Executive Chairman of CBRE (Malaysia), Christopher Boyd says the foundation of Malaysia’s property market continues to remains sound, and was merely adversely affected by the abovementioned developments. The upcoming budget in November will have a pivotal impact on the residential market in Malaysia. A tweak of government measures to allow buyers easier access to equity might lead to a rejuvenation of Malaysia’s property market. If cooling measures remain unchanged, Boyd expects the poor market performance to continue.
Despite market-dampening factors, analysts still believe that Kuala Lumpur (KL) is a good place to invest. Residential property investments in the country’s capital are seen as a good buy, as KL boasts good infrastructure as well as amenities including malls, restaurants, bars and parks. Several major infrastructural projects are currently being developed, including the Light Rail Transit (LRT) network extension, Mass Rail Transit (MRT) lines as well as the High Speed Rail (HSR) link. The HSR will connect Singapore and Malaysia and cut travelling time between Singapore and KL to approximately 90 minutes. 
There is reason to cheer as KL’s property market is expected to see an upswing in the near future with demand still strong at the top end of the residential market – especially in desirable inner-city areas such as KLCC, Bangsar and Mont Kiara. 
Golden Visas and Chinese HNWIs looking for overseas property
The United States (US) is one of the most popular destinations for investment-based residence permits, or Golden Visas. According to Ivan Chepizhko of leading Russian-based international real estate broker Tranio.co, the choice of destination is often correlated to cultural attributes of the investor’s nationality. The Chinese investors seek education, investment and residence options, and the US, particularly New York, fits the bill due to its world-class educational institutions and booming commercial property market.
While Golden Visa programmes do not attract large numbers of investors, they tend to attract HNWIs. There are 2.8million Chinese HNWIs, and most of them see investment in overseas property as a stepping stone to immigration. The affluent Chinese are shifting their assets overseas, especially to the US and UK, and Chepizhko expects to see more Chinese investors investing in overseas property due to uncertainty stemming from China’s economic instability, currency deflation and currency reforms.

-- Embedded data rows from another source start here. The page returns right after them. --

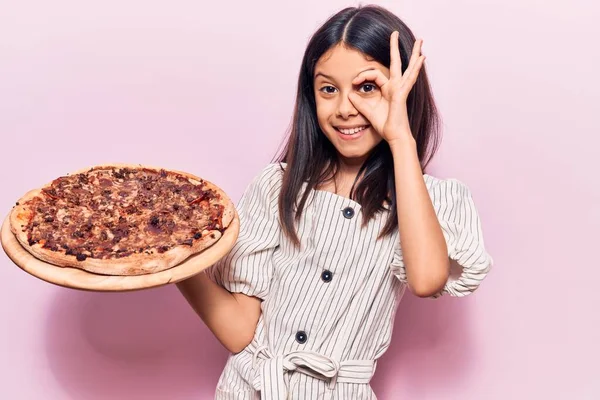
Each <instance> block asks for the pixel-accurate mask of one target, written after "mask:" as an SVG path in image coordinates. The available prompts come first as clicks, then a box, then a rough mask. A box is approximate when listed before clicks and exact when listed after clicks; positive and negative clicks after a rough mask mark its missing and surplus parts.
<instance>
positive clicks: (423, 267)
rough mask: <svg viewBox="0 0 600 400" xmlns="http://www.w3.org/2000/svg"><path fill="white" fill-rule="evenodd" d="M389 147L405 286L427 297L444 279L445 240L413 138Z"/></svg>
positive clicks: (447, 263) (438, 289) (416, 293)
mask: <svg viewBox="0 0 600 400" xmlns="http://www.w3.org/2000/svg"><path fill="white" fill-rule="evenodd" d="M407 136H408V135H407ZM390 148H391V150H392V155H393V158H394V176H395V182H396V201H397V210H398V229H399V233H400V238H401V245H402V254H403V258H404V265H405V267H406V277H407V280H408V286H409V288H410V289H411V291H412V292H413V293H415V294H416V295H417V296H421V297H428V296H431V295H433V294H435V293H438V292H439V291H440V290H442V289H443V287H444V284H445V283H446V281H447V279H448V275H449V271H450V262H449V258H448V250H447V246H446V240H445V238H444V235H443V233H442V229H441V227H440V224H439V221H438V219H437V216H436V213H435V209H434V208H433V204H432V202H431V198H430V197H429V193H428V191H427V187H426V185H425V180H424V179H423V173H422V171H421V166H420V163H419V158H418V155H417V151H416V143H415V141H414V139H413V138H412V136H410V137H407V138H405V139H401V140H396V141H394V142H393V143H390Z"/></svg>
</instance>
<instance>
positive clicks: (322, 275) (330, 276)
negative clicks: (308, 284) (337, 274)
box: [321, 269, 333, 283]
mask: <svg viewBox="0 0 600 400" xmlns="http://www.w3.org/2000/svg"><path fill="white" fill-rule="evenodd" d="M332 279H333V272H331V271H329V270H328V269H326V270H324V271H323V272H321V280H322V281H323V282H325V283H329V282H331V280H332Z"/></svg>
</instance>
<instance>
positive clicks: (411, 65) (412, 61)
mask: <svg viewBox="0 0 600 400" xmlns="http://www.w3.org/2000/svg"><path fill="white" fill-rule="evenodd" d="M422 46H423V39H419V40H416V41H415V44H414V45H413V52H412V55H411V56H410V60H409V63H408V67H407V68H406V71H404V75H403V77H406V76H410V74H411V73H412V71H413V70H414V68H415V65H416V64H417V62H418V60H419V57H421V48H422Z"/></svg>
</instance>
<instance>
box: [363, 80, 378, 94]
mask: <svg viewBox="0 0 600 400" xmlns="http://www.w3.org/2000/svg"><path fill="white" fill-rule="evenodd" d="M360 88H361V89H364V91H363V92H364V93H371V92H374V91H376V90H377V85H376V84H374V83H372V82H367V83H364V84H362V85H360Z"/></svg>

Australia’s deteriorating property market
The Australian buy-to-let mortgage boom has led to record household borrowing and threatens to be a key driver of bank bad debts. With unprecedented borrowing by individuals and a cooling property market, banks might soon see households taking over from businesses as the main driver of bad debts. The level of household debt in Australia is now the highest among developed countries, and has risen to a new peak since the global financial crisis in 2008. 
According to an analysis by Barclays, household debt relative to gross domestic product had hiked to a record-setting 134 per cent, the highest of 36 developed and emerging countries. 
Regulators are warning of risks in the housing market. The Australian Prudential Regulation Authority (APRA) claims risks to Australia’s financial stability continue to revolve around the property market. According to CoreLogic, the past three years saw home prices across Australia’s capital cities hiking 28 per cent, but price growth and auction clearance rates have since slowed. According to Macquarie Group, home prices are expected to dip 7.5 per cent by the end of 2017, due to an increase in supply and weak population growth.